Of course, we booked a ride on the Flamsbana, thefamous railway, often called the most beautiful train ride in the world. Along the way we were captivated by panoramic views of some of the most striking Norwegian landscapes, deep ravines, magnificent waterfalls, snow-capped mountains, and charming farms.
The Flamsbana exits one of 20 tunnels along the way to Voss.
Opened in 1944 after 20 years of construction, the track rises nearly 3000 feet in 12.5 miles—the world’s steepest rail incline (almost 80 percent of the line has a gradient of 55 percent). A major engineering feat, a challenge was building the railroad from the Myrdal Plateau down precipitous mountain sides to the bottom of the Flam Valley.

The ride from Flam to Voss, where we ended our rail journey, was just under two hours and included 20 tunnels, 18 of which were excavated by hand. Tunnels allow passage no matter what the weather is, which is important since abundant snow makes transportation challenging from October to April.
Massive, powerful waterfalls burst through the mountains.
The church is one of a few buildings
in Voss not bombed in WWII.
The journey to Myrdal took an hour, after which we changed trains and continued another 50 minutes to Voss. Here the landscape became less steep with lakes, forest, and more houses (many are summer homes). The people who live in the small towns along the way must be fairly self-reliant as the area is isolated—with the train as major access.
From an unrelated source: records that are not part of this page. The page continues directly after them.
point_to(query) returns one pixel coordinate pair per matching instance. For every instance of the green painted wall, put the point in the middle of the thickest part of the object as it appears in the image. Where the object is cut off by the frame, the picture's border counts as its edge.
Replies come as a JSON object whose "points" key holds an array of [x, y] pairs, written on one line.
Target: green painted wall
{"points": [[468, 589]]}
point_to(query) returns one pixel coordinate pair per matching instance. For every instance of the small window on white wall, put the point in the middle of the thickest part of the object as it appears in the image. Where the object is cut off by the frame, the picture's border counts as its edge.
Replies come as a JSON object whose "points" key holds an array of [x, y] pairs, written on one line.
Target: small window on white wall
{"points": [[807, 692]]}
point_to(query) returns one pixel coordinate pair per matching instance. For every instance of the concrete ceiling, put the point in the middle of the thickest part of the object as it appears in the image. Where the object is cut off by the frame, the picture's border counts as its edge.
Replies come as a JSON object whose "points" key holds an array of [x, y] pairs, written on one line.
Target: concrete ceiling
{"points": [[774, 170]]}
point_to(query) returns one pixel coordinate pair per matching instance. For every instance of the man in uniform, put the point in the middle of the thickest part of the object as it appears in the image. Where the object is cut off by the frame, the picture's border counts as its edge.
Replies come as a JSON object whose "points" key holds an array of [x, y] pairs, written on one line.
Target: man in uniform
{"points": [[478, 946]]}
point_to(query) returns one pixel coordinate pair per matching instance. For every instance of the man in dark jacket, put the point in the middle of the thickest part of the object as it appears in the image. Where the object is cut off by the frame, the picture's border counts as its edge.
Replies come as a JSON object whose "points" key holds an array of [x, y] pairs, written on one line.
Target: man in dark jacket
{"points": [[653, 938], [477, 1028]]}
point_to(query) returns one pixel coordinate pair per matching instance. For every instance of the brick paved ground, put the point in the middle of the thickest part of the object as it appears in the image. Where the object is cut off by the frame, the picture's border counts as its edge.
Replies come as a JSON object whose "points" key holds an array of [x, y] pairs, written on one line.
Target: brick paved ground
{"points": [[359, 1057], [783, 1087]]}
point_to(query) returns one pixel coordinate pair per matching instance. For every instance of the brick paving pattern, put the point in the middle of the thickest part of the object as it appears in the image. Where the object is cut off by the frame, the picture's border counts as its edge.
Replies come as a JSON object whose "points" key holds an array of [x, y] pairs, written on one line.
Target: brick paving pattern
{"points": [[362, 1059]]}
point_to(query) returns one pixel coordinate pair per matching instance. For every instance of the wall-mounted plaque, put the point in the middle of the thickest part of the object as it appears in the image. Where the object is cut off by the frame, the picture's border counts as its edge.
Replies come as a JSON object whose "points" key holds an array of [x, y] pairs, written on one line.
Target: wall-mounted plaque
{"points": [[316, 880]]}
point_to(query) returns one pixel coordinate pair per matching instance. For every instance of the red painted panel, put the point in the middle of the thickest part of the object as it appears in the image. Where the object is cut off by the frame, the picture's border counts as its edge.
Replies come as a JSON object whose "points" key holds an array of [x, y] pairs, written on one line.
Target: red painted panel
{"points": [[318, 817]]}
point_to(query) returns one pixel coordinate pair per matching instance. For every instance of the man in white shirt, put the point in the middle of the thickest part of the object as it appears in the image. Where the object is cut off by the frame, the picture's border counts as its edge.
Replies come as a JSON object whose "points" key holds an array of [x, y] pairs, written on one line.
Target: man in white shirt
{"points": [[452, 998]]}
For the most part, the train proceeded slowly stopping at several of these villages, which provided an opportunity to soak up the magnificent countryside. We even disembarked the train at one stunning waterfall and felt the spray as we took pictures.
Scenic sites
At Voss, a charming lakeside town with a delightful array of shops and a tiny 13th century church, we enjoyed a sumptuous lunch in a hotel. This farming town, nestled between two of Norway’s most famous fjords, was the victim of massive bombing during World War II, so the center of the city has been rebuilt and looks very 1950-ish.

Larry in front of Kjosfossen Waterfall

On the return trip to Flam by bus, we stopped at magnificent Kjosfossen waterfall, a fine example of nature’s power and a highlight of the Flam train journey. This massive fall spreads in multiple streams over a large area with thunderous cascades tumbling over boulders.
The bus continued on the treacherous road down to the valley, navigating steep hairpin turns before returning us to the town and our ship.
Our bus had to navigate this extremely narrow, winding road
in the valley back to Flam
Whether you visit Flam by rail, bus, or boat, it’s a pristine and serene sanctuary, an iconic Norwegian village you won’t want to miss.

Magnificent view as our ship left the fjords around Flam.